Шестая глава («Разноцветный коммунизм: King Crimson, Deep Purple, Pink Floyd») посвящена анализу зарубежной музыки в контексте феномена «воображаемого Запада», и включает очень любопытный анализ того, как советские граждане встраивали «идеологически чуждый» материал в ткань своей социальной реальности, оставаясь при этом вне антисоветского дискурса. Сам по себе языковой барьер, возникающий при прослушивании англоязычной, например, музыки, помогал созданию новых смыслов – то, что было непонятным, становилось маркером особого воображаемого пространства, не локализованного в конкретном месте, но существующего где-то за границей советской системы. При этом музыка, попадающая в Советский Союз нелегальными способами, не обязательно расценивалась как подрывная всеми, кто ее коллекционировал – в ней можно было видеть отголоски авангарда или других прогрессивных тенденций, чему помогала и двусмысленность официальной позиции в отношении Запада, в которой критика реакционных явлений соседствовала с похвалой прогрессивных форм культуры и деятелей искусства, эту культуру поддерживающих.

В седьмой главе («Ирония вненаходимости») внимание вновь обращено к теме вненаходимости, но теперь рассматриваются различные практики, связанные с ироническим обыгрыванием советской действительности, характерные для позднего социализма. Среди таких практик выделены анекдоты, стёб как особая форма повседневной иронии, а также деятельность так называемых «некрореалистов» - группы молодых людей из Ленинграда, которые в 1980-х гг. устраивали откровенно абсурдные перфомансы в публичных пространствах.

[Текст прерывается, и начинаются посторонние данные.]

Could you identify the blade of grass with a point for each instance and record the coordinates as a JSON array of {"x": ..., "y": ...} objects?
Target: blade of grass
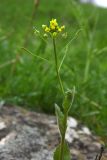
[{"x": 34, "y": 54}]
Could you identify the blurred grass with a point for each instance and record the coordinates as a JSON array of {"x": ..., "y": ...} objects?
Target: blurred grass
[{"x": 31, "y": 82}]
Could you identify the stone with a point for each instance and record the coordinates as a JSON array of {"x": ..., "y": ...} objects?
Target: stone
[{"x": 27, "y": 135}]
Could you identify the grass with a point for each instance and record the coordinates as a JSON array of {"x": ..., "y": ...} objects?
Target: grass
[{"x": 31, "y": 82}]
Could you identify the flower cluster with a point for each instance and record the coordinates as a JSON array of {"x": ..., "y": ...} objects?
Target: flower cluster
[{"x": 53, "y": 28}]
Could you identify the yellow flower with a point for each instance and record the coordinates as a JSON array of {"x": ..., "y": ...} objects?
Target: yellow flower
[
  {"x": 54, "y": 23},
  {"x": 53, "y": 28},
  {"x": 44, "y": 26},
  {"x": 62, "y": 27}
]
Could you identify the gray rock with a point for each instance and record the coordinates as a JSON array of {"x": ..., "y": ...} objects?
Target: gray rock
[{"x": 26, "y": 135}]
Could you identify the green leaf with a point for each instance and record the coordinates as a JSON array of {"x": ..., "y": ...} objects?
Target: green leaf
[
  {"x": 60, "y": 119},
  {"x": 68, "y": 100},
  {"x": 66, "y": 155}
]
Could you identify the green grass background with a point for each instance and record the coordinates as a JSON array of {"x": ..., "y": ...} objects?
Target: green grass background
[{"x": 31, "y": 82}]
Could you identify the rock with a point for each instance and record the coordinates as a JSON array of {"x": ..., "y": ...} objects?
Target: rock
[{"x": 26, "y": 135}]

Можно с уверенностью утверждать, что исследование Юрчака – одно из самых глубоких с начала 2000-х гг. в смысле детализации анализа, и что оно действительно позволяет ответить на ряд очень важных для понимания краха советского проекта вопросов. В то время как подавляющее большинство исследований, посвященных распаду Советского Союза сконцентрированы на политических или экономических аспектах, нередко есть в этих работах важный недочет: они не объясняют, почему советские люди с такой легкостью приняли образ жизни, который официальная пропаганда на протяжении десятилетий беспощадно критиковала, и о котором у основной массы населения были в лучшем случае расплывчатые (а в худшем – мифологизированные) представления? Наиболее внимательные исследователи отмечают подрыв легитимности советской системы, и выделяют некоторые его аспекты – но в книге Юрчака показано, на множестве предельно детальных и ярких примеров – как происходило это медленное, но необратимое нарастание дефицита легитимности в обществе, сделавшее возможным столь стремительный и относительно бескровный распад Советского Союза. В этом отношении аналитический потенциал книги огромен, и ее концептуальные рамки можно использовать для целого ряда смежных исследований по анализу советского общества и всей системы позднего социализма.